Apply in Low Risk Ways to Work Flows
Now it is time to learn prompting skills applied to different job tasks. Staff should be encouraged to think about day-to-day tasks in their job, especially ones that they find time consuming or difficult. For example, a marketing coordinator may identify tasks such as writing a first draft for content, or analyzing hundreds of open-ended survey comments.
Encourage staff to look for “points of pain” where busy work, known as the “digital debt” – processing endless emails, managing back-to-back meetings zaps people’s energy or reformatting information and robs time away from strategic thinking. Applying AI to basic collaboration workflows can offer a dividend of time (and brain space). During our panel, Alex Duncan, British Heart Foundation, mentioned that they were able to analyze the time savings for staff in various tasks such as managing meetings, processing email, writing drafts, summarizing long reports, or analyzing data as saving 45 minutes per day.

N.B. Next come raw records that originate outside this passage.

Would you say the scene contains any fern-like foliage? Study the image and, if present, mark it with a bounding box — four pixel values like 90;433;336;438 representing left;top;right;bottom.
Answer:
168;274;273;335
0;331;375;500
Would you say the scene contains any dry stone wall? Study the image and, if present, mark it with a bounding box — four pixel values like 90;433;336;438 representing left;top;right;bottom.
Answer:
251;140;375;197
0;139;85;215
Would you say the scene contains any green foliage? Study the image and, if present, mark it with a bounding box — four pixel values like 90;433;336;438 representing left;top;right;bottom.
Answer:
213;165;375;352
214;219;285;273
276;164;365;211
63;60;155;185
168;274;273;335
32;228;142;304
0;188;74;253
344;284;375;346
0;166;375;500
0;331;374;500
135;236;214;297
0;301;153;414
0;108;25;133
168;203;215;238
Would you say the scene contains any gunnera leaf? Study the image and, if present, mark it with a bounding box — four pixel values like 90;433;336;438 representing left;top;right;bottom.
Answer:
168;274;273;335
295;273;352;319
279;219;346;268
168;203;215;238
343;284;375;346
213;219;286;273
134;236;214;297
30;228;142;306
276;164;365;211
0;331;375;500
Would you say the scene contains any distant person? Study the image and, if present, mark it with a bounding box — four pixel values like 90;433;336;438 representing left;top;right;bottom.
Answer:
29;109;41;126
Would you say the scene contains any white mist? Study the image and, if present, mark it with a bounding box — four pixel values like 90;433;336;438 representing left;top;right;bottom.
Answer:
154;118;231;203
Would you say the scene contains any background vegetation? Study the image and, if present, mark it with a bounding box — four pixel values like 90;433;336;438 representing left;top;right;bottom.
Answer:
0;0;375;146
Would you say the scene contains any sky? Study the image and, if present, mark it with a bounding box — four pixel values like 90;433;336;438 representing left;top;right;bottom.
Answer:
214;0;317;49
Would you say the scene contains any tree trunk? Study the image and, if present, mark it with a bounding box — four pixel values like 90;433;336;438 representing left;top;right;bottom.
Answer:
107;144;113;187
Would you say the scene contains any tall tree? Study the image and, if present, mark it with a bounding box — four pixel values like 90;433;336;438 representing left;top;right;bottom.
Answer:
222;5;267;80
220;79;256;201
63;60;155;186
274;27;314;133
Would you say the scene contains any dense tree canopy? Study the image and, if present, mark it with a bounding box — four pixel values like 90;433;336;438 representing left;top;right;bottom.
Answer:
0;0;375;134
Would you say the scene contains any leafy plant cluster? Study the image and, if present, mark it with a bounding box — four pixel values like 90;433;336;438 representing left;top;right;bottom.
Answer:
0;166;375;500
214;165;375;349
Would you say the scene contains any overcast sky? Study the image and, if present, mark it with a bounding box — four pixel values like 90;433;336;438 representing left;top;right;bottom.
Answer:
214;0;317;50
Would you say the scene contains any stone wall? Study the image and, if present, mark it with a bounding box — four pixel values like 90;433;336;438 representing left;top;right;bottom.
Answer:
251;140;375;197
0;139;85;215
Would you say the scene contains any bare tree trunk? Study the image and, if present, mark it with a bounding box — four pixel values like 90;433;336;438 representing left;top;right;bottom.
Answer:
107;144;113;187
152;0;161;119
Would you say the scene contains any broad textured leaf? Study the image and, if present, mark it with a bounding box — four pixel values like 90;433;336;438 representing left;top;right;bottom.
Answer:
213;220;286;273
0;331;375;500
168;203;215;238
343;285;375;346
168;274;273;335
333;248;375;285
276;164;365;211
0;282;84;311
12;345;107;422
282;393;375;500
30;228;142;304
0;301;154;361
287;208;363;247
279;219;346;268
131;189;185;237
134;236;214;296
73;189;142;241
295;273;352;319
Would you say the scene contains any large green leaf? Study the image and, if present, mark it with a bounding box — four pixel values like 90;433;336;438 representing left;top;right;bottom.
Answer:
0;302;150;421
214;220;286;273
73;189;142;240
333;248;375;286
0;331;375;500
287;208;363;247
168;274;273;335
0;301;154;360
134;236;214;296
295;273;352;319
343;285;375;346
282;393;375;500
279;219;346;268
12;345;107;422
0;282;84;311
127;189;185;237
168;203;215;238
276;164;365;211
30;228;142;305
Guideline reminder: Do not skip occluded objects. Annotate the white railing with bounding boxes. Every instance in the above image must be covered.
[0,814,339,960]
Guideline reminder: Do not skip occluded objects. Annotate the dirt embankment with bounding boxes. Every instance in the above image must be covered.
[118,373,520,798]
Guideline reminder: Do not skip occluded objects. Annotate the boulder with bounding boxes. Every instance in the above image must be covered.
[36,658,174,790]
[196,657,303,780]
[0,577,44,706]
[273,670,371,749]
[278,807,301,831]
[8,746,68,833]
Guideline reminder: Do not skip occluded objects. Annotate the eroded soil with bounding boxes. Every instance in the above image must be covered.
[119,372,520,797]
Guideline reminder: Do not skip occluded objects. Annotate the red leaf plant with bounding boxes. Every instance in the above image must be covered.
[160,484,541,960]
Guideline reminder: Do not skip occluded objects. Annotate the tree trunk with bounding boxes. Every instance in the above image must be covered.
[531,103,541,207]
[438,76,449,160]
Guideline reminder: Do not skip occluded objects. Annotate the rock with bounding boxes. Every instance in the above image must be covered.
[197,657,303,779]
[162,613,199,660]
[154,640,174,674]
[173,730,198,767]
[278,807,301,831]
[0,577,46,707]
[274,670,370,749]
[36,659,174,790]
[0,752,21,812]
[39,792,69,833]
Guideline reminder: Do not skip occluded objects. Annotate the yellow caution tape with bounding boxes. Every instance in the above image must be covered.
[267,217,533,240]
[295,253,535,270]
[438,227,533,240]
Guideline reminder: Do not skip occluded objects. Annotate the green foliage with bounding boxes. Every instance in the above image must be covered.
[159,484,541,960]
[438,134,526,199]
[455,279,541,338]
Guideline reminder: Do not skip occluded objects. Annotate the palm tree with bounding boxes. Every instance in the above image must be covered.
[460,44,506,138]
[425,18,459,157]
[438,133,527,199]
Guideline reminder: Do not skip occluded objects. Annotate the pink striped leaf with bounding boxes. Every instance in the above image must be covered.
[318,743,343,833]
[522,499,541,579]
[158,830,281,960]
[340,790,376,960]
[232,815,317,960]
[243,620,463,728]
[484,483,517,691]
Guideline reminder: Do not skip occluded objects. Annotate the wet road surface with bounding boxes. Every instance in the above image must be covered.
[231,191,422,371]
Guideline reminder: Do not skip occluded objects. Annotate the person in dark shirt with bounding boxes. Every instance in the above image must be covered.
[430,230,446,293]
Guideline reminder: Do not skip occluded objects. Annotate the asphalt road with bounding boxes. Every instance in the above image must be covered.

The most important skill staff can learn from this activity is to know when to use AI and when to use human skills. This process begins with learning technical skills such as “prompting,” which involves constructing the right questions to ask generative AI tools in order to get useful answers.
Staff also need to learn the limitations in using these tools for these types of tasks and how to ensure responsible use. These steps include auditing the output for accuracy and mistakes; understanding that the AI can generate a good first draft, about 80% of the work, but the humans must complete it; and understand what information should not be shared, like personally identifiable information or confidential documents, if using public models.
Nonprofit leaders must be intentional and thoughtful about taking the first steps to AI adoption. It must a people-first orientation, focusing on listening to staff concerns, creating safe spaces and time for them to discover, and apply the technology in their own way. By being human-centered, it ensures AI adoption is aligned with the organization’s core values and exponentially multiply impact.